« Haut les coeurs ! »

Ce film de Solveig Anspach, je l’avais vu à sa sortie en 1999. J’avais beaucoup aimé, et je me rappelais surtout la dernière scène du film qui est d’une telle beauté. A l’époque déjà, j’avais été très émue par cette histoire :

Alors qu’elle attend son premier enfant, Emma apprend qu’elle a un cancer du sein. Le médecin qui le lui annonce prévoit un avortement, les soins préconisés étant, selon lui, incompatibles avec la grossesse. Simon, son compagnon, l’incite à consulter un autre spécialiste, le docteur Morin, qui affirme que les traitements peuvent être suivis tout en continuant la grossesse. Emma reprend confiance. Son corps qui l’a trahie redevient un lieu de vie : elle doit maintenant se battre pour deux.

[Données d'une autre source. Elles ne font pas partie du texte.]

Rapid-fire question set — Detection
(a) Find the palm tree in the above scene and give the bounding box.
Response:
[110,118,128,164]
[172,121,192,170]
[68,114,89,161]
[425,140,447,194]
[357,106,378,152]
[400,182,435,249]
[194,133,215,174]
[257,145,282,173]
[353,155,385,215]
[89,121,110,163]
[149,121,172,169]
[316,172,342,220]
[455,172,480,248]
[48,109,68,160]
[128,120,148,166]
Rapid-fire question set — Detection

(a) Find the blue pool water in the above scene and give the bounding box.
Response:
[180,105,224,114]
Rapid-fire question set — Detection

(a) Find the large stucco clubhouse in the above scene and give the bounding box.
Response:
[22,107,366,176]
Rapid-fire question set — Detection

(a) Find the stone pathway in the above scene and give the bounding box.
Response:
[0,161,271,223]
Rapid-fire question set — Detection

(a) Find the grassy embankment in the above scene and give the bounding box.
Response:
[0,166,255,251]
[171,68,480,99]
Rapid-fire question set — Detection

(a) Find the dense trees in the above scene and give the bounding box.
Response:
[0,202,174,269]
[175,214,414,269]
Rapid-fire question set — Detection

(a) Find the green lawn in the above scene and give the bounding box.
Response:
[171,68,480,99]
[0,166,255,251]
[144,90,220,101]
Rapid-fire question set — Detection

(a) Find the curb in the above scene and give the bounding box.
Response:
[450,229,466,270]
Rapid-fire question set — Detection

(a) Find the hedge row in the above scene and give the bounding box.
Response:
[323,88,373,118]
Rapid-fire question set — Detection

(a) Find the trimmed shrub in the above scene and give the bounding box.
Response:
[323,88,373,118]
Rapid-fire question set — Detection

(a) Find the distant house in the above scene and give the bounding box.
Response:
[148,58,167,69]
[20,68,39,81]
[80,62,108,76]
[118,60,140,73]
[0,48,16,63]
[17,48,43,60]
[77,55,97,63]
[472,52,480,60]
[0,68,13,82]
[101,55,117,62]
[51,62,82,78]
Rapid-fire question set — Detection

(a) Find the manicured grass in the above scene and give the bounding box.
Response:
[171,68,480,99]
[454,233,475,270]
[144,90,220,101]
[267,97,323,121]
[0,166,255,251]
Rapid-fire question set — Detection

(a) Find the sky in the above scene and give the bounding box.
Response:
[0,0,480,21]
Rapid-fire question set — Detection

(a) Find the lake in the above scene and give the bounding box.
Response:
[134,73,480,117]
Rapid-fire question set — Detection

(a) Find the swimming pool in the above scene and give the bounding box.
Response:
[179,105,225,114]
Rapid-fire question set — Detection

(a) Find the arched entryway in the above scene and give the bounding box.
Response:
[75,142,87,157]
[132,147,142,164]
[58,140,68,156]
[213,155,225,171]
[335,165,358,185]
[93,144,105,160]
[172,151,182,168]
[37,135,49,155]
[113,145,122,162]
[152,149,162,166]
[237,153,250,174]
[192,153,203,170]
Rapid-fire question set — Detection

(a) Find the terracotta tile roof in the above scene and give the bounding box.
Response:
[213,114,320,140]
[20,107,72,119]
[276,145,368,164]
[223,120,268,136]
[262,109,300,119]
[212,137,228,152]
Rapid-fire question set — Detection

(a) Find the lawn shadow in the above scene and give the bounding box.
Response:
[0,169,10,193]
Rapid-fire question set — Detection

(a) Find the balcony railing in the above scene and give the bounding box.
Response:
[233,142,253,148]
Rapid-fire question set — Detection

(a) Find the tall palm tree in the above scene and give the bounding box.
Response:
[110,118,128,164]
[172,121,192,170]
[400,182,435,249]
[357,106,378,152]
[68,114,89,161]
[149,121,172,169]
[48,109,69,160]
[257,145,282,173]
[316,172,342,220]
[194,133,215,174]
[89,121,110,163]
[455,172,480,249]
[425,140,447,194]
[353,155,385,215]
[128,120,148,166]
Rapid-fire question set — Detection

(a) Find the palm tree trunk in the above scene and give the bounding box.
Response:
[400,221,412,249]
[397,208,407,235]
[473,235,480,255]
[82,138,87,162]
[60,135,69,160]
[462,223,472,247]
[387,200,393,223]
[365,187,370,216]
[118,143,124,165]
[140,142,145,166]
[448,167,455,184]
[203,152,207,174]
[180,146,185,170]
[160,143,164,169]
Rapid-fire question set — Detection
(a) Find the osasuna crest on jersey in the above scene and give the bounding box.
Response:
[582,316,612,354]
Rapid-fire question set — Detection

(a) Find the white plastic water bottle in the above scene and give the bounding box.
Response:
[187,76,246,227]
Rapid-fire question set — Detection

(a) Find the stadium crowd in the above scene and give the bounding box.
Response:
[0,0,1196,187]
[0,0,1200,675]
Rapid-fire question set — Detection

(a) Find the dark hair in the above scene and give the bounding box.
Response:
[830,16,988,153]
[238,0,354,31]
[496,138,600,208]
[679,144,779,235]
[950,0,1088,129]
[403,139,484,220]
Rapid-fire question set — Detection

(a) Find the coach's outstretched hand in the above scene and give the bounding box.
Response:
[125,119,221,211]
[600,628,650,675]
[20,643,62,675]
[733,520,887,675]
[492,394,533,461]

Depuis, lorsque je vois Karine Viard (le personnage féminin du film), j’ai du mal à voir en elle quelqu’un d’autre que ce personnage. C’est pour moi incontestablement son plus beau rôle. C’est l’histoire autobiographique de Solveig Anspach, documentariste qui signait là son premier film de ‘fiction’.

Là, je l’ai revu et je l’ai forcément vu de l’intérieur, puisque je me sens très proche du personnage, étant moi-même enceinte lors de LA nouvelle. Même si son parcours n’est pas tout-à-fait le mien.
Et j’ai encore vraiment beaucoup aimé, pas du tout un mélo-kleenex.
En vrac ce qui m’a touché : ceux qui partent en courant quand ils apprennent la nouvelle, la blouse blanche du spécialiste comme une armure, la découverte de l’oreiller plein de cheveux, se prouver qu’on est encore séduisante quand on s’habille pour aller à sa chimio, la tonte, la salle d’attente du service d’oncologie, le conjoint qui a du mal à trouver sa place, le bébé qui demande tant de soins alors qu’on est si fatiguée, etc…
Et puis la mise en scène formidable, les couleurs de plus en plus lumineuses et blanches au fur et à mesure du film pour finir sur l’éblouissante sérenité de Karine Viard, malgré la maladie. La dernière scène, si belle. Et l’actrice si belle avec son crâne rasé.
Waouh ! Et aussi l’idée que le film ne se termine pas et que tout est possible.
Et après tout, cela n’est pas le problème de savoir si elle va s’en sortir ou pas, l’important, c’est l’endroit où elle est arrivée, son cheminement.